@kathyreid, FYI:
I finished coding for audio analysis. I made it an optional part of my import process, where I also (optionally) transcode the audio into 16khz mono mp3 format. I use pytorch[audio] with GPU, pyarrow, dask distributed with futures, and parquet to process, and save only deltas between versions. I started with v3 now and will go up.
On my 6 core / 12 thread notebook (I’m in my summer house now) I can import (with transcode & analyze) 40-50 clips per second (depends on audio length). The whole process will take 140-160 hours runtime on this machine (CPU at 100%). SileroVAD is the most costly part as expected, about 60% of the process is spent for it, but at least I run 12 versions of it.
I calculate duration, VAD duration, speech power, silence power and an estimated SNR from log10 of speech power/silence power (not exact science but it is a relative value). I reverted to default settings in SileroVAD for the sake of SNR calculation.

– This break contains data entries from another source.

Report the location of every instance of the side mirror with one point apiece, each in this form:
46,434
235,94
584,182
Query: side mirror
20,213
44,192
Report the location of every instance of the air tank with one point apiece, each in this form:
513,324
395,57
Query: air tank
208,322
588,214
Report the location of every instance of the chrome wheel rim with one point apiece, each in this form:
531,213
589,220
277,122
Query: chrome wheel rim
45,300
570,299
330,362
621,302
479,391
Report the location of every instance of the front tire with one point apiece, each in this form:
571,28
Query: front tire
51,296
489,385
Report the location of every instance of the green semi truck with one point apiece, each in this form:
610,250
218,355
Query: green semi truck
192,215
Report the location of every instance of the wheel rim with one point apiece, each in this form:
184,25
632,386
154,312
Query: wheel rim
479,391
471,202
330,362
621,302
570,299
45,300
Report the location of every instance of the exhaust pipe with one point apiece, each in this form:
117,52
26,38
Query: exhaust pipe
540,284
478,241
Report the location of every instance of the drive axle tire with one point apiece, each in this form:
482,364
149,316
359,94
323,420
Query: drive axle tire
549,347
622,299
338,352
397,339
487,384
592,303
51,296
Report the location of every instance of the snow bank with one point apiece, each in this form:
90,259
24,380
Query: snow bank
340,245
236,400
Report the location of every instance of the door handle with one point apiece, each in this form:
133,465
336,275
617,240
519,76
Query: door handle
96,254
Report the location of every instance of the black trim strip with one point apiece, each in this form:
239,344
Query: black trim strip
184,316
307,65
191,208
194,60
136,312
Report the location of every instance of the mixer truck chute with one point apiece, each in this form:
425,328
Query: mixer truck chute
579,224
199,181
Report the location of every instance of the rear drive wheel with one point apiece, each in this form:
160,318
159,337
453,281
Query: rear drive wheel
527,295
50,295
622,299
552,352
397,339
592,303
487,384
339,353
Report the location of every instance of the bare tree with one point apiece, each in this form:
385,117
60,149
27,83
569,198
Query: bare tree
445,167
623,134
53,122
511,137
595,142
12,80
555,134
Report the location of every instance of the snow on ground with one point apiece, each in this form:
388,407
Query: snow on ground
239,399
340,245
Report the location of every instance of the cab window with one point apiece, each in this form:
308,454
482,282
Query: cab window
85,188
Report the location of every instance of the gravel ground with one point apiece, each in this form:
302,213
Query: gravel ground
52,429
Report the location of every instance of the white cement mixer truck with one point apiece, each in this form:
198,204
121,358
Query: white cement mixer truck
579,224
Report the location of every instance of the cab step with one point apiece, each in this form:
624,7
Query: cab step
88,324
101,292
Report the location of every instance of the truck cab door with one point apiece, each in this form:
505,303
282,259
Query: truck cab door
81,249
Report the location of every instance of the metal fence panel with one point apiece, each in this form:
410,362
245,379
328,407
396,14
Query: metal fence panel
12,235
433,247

When I checked the results, I found some 0 vad_duration recordings, which are either completely empty, or very low whispering, which are not suitable for model training, or negative SNR ones with too much background noise.
I also extract a full list of files which are corrupt in the datasets.
Thank you for mentioning SileroVAD.
PS: I’ll not release the clip-wise SNR values, as it might be used for TTS. I’ll release bad recordings and clip list, with some statistics & visualization. I hope I can (i.e. my machine can) finish it with v19.0 analysis…